Synthesis uses music as missionary tool


    By Bernice Madsen

    BYU is sending out a new kind of missionary with a unique method of spreading the gospel.

    Members of the jazz band Synthesis tour places such as France, Germany, Russia, China and Japan to represent the church armed with saxophones, trumpets, drums and a whole assortment of instruments.

    “You”d be amazed at how much missionary work the jazz band is able to do,” said Ray Smith, director of Synthesis. “People will come to a jazz concert where they may not come to a concert of the Tabernacle Choir.”

    Synthesis will be performing on February 5 at the Conference Center as part of the jazz showcase in Winterfest 2003.

    The lure of jazz draws audiences to what they think is less threatening, neutral ground, Smith said.

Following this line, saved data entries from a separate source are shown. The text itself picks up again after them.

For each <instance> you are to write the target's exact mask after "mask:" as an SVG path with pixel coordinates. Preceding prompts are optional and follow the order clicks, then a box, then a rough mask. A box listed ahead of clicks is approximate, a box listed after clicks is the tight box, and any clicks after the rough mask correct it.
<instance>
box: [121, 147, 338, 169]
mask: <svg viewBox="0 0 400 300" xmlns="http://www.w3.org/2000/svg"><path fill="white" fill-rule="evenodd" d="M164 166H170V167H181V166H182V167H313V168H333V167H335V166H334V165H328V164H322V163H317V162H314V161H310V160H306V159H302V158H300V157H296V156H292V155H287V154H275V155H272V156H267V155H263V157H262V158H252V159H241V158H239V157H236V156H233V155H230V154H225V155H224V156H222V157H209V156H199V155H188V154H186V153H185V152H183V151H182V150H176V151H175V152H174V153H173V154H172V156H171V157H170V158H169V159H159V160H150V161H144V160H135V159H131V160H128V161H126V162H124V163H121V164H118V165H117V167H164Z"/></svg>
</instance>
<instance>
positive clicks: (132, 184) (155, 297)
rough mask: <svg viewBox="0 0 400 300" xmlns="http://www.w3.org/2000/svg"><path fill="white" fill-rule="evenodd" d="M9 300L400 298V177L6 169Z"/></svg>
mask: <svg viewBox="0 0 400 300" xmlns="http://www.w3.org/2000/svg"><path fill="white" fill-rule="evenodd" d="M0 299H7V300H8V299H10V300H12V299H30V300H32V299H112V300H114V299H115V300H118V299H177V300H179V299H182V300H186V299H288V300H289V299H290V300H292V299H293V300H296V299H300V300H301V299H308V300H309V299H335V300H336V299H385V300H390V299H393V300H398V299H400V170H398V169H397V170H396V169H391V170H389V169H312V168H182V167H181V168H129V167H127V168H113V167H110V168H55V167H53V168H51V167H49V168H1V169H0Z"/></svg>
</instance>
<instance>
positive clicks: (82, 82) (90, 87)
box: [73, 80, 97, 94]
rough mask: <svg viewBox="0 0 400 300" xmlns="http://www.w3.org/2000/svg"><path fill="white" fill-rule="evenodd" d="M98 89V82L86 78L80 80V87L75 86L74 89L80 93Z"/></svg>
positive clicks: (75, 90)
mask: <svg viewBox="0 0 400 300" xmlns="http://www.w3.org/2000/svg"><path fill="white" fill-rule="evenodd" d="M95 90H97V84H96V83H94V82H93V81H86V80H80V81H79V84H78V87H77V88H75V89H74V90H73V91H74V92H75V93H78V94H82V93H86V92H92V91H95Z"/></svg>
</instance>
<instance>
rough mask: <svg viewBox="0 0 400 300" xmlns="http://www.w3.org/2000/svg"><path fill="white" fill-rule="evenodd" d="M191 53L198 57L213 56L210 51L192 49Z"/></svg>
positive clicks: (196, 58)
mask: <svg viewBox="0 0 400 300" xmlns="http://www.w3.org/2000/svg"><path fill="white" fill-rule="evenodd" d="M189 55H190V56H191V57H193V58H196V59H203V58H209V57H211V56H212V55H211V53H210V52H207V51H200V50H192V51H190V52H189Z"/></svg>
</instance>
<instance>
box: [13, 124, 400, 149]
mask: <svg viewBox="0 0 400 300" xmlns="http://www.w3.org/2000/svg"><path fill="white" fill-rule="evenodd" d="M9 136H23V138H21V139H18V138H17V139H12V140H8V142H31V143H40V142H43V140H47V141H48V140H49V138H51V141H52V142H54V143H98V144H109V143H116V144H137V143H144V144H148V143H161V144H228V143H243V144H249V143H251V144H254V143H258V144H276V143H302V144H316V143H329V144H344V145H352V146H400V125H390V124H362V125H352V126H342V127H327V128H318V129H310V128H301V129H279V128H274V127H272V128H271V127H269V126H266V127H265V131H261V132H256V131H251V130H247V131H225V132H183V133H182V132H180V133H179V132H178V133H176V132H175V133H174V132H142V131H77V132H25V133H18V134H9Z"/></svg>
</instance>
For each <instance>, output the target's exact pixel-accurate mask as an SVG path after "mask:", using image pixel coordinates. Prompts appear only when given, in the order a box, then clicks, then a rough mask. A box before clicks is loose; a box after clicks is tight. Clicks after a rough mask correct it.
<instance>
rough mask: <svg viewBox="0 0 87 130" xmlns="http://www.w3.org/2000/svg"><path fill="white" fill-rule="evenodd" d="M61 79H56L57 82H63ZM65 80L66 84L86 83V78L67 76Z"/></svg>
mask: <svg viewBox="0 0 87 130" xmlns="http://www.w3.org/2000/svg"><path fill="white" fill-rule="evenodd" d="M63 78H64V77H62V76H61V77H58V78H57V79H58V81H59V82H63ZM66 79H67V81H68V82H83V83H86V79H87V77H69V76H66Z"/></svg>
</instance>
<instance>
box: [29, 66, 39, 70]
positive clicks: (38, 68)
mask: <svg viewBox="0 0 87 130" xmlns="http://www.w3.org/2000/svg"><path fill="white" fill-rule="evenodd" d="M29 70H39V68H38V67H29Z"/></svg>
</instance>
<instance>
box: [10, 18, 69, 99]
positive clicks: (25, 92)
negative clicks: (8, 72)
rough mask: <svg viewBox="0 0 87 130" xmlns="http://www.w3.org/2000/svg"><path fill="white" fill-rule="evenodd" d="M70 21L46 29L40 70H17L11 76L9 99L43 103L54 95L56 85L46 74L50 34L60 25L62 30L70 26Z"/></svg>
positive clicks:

    “They come to the concert and see these clean-cut kids playing so well,” Smith said. “Then they feel something coming from the stage that they didn”t expect and they start asking questions.”

    Synthesis does not proselyte in the areas they visit, but they do reach out to the community, said Rex Barrington of performing arts management.

    “They support the communities they visit by performing in the local jazz festivals, by presenting a positive, wholesome and clean image of the church,” Barrington said. “They also have special presentations for the mayor, city officials and youth in the community.”

    Synthesis participates in an international tour every other year, Barrington said. The four-week tours take up to four years of advance planning.

    On top of a missionary purpose, the group”s tours are intended to educate the band members about life as a performing musician on the road, Barrington said.

    “We hope the students will develop friendships and goodwill,” he said.

    More than 120 students try out at the beginning of every semester for one of the 18 to 19 positions in Synthesis. Smith said the band is a “musical melding of some of the finest young musicians at Brigham Young University.”

    Seretta Hart, 21, a senior from Monticello, majoring in music education, said she auditioned on a whim and never imagined that she would become the only female member of the band.

    Hart said it doesn”t strike her as strange to be the only female member.

    “I only notice on occasion,” she said.

    Since its organization in 1968, Synthesis has played with numerous renowned bands and received many awards.

    Although Synthesis performs all over the world, the students rarely play in the Salt Lake area, Barrington said.

    “I would dare say Synthesis is better known in Europe than in the United States,” Smith said.

    The February performance is a wonderful opportunity for people to come hear the band in Salt Lake without having to drive to Provo, Smith said.

    “I hope they take us up on it,” he said.